While viral nucleic acid and protein serve as potent triggers of antiviral signaling, increasing evidence suggests a role for the viral entry event in innate immune responses to virus. IRF-3 activation and ISG induction occur in response to virus particle entry in the absence of replication [70-76]. Data from our laboratory has demonstrated that the cellular response to virus particle entry requires IRF-3 and induces ISGs in the absence of IFN production and viral replication in primary fibroblasts [71]. In this pathway, NFκB is not activated and IRF-3 is a crucial component, as siRNA-mediated knockdown of IRF-3 abrogates this response [73,74]. This immediate early response does not depend on RIG-I, or any of the known TLRs [74]. Given the multifaceted nature of viral entry, cellular changes associated with this fusion event may serve as a danger signal for induction of an antiviral response. Indeed, generic stress signals such as ATP hydrolysis and changes to intracellular potassium ion concentration are sufficient triggers to induce an antiviral response by activating the Nalp3 inflammasome [77-79], suggesting that antiviral signaling may occur by virus recognition through danger associated patterns rather than by classical pathogen associated molecular patterns (PAMPs). The specific cellular stress and the corresponding danger recognition receptor involved in virus entry remain unknown, but have important implications in innate antiviral signaling.

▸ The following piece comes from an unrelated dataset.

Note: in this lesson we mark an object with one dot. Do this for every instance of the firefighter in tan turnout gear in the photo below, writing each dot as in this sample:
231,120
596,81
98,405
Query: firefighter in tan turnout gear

Following virus recognition by various cellular receptors, signal transduction events lead to the expression of type I IFNs. The cytosolic RIG-I, MDA5 and DAI pathways converge at the mitochondrial surface. Here, the adaptor protein MAVS associates with the nucleic acid sensor and recruits components of the antiviral signaling complex including TBK-1/IKKε, the adaptor protein mediator of IRF-3 activation (MITA, also known as STING), and IRF-3 [58,80-82]. The cellular components involved downstream of scavenger receptor binding and following recognition of virus entry are less well characterized, but like the other known sensors, the pathway appears to converge at the activation of the kinases TBK-1/IKKe [71,74,80,81]. TLR3-mediated recognition of virus also leads to activation of TBK-1 and IRF-3 in a TRIF-dependent manner, independent of MAVS or MITA [42]. Dimerization and activation of TBK-1 at the mitochondrial surface leads to activation of IRF-3 [80,81,83], resulting in IFNβ transcription [84-89]. Not surprisingly, the HSV-1 immediate early gene product ICP0 has been shown to block IRF-3 activity and prevent IFNβ transcription, highlighting the importance of IRF-3 in the antiviral cascade [90-92].

Type I IFN is thought to act autocrinely and paracrinely to generate a positive feedback loop that results in the induction of over 2000 ISGs. IFNβ signaling occurs through a JAK/STAT mechanism that leads to the induction of IFNα subspecies as well as ISGs such as IRF-7. IRF-7 is thought to be a master regulator of type I IFN production, as its activation is important to induce the full range of ISGs involved in eliciting an antiviral state during the late or amplification phase of the antiviral response, particularly in plasmacytoid dendritic cells (pDCs) [93].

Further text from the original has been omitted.